Binion's Gambling Hall is at 128 E. Fremont St. (at Casino Center Blvd.). Tax evasion. Ties to mob figures nicknamed “Fat Herbie.” Battles with unions and the Nevada Gaming Commission. IRS raids. The history of Benny Binion's legendary, family-run casino (which opened its doors in 1951 as The Horseshoe) is a Hollywood screenwriter's dream. This is the birthplace of high-limit tables, casino carpeting, comps for low rollers and the World Series of Poker, which got its start here back in 1970. The tournament is no longer held here, but you can still check out framed photos of past champions in and around the Hall of Fame Poker Room.
If by chance the reels don't line up and that $1 million progressive slot jackpot eludes you, head for the rear of the gaming floor, where you can see what a pyramidal stack of 1 million greenbacks actually looks like. You can also pose for a photo with the “Million Dollar Display.” The printed picture is free and usually ready to pick up within 30 minutes—an obvious ploy to keep you in the casino gambling for as long as possible.

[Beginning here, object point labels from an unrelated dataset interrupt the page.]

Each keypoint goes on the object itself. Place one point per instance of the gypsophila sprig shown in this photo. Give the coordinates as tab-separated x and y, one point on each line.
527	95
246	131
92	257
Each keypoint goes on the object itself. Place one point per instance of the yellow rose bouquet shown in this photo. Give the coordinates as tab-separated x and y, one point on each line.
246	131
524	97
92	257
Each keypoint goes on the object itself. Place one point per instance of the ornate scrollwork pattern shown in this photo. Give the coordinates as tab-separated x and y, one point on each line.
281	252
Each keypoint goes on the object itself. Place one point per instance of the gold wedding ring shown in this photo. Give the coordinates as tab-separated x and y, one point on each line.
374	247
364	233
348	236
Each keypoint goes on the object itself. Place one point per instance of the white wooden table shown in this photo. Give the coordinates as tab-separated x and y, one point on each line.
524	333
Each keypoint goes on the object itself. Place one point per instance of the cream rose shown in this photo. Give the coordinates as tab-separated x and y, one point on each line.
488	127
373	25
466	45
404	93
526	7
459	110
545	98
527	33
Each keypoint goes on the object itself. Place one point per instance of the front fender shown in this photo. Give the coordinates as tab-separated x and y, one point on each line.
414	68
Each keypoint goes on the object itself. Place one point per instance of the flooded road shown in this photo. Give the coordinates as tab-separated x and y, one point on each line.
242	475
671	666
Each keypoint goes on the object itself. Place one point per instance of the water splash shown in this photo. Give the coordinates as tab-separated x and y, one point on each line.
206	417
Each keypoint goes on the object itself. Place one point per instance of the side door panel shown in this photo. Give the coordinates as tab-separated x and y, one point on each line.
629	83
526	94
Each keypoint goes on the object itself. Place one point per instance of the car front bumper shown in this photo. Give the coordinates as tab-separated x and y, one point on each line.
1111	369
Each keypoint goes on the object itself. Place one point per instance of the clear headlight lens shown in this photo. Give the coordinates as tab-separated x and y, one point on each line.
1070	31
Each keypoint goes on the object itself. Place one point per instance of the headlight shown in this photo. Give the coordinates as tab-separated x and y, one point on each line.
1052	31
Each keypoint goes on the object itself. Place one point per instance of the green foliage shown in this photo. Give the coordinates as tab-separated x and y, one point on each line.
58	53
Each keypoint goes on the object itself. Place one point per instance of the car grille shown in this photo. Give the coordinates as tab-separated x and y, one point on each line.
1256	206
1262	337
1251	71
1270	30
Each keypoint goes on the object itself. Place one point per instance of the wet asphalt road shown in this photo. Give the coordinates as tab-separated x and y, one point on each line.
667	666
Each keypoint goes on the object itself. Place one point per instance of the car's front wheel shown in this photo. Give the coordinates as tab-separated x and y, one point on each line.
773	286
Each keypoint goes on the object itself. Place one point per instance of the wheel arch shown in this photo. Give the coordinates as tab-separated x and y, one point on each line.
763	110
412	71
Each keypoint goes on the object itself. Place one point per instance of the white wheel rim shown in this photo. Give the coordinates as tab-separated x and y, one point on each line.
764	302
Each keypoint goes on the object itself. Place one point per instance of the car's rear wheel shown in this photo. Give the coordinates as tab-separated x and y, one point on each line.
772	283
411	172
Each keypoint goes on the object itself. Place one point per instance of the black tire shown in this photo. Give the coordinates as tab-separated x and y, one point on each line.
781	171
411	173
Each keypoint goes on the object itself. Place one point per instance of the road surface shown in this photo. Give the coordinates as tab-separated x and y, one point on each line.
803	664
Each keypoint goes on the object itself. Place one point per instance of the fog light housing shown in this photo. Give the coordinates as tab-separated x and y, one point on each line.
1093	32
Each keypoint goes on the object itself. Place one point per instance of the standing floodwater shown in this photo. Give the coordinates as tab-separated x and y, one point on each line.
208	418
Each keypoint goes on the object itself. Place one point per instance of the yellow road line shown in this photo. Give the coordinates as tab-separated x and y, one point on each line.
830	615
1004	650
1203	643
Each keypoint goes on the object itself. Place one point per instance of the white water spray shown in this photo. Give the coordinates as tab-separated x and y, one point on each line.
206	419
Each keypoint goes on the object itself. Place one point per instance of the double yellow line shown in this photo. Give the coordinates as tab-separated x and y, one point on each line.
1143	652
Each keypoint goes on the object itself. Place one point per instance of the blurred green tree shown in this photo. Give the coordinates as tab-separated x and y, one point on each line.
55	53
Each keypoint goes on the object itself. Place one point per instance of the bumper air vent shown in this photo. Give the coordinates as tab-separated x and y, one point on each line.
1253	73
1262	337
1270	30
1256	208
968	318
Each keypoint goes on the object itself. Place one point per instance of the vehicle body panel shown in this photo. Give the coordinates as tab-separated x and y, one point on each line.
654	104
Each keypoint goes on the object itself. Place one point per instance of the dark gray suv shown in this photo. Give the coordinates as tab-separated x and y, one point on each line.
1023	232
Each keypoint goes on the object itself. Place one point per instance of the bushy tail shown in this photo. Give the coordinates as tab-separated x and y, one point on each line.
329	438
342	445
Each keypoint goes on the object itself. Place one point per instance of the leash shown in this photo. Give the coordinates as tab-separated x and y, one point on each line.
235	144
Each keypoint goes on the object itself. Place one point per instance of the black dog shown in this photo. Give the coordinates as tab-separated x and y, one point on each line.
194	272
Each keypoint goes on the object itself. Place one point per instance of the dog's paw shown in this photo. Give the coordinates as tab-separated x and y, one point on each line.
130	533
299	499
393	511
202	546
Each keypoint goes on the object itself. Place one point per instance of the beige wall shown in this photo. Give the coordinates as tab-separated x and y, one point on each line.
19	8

The Binion family no longer owns the property, and in 2009 the hotel rooms were closed for good. Though some areas of the casino have seen minor refurbishment, others are in need of a little TLC. But that doesn't seem to bother the regulars who crowd the front-of-house tables, where sexy dealers in short shorts deal blackjack. For those who miss old-school Las Vegas and would sooner split a pair of tens than step inside CityCenter, Binion's is the place.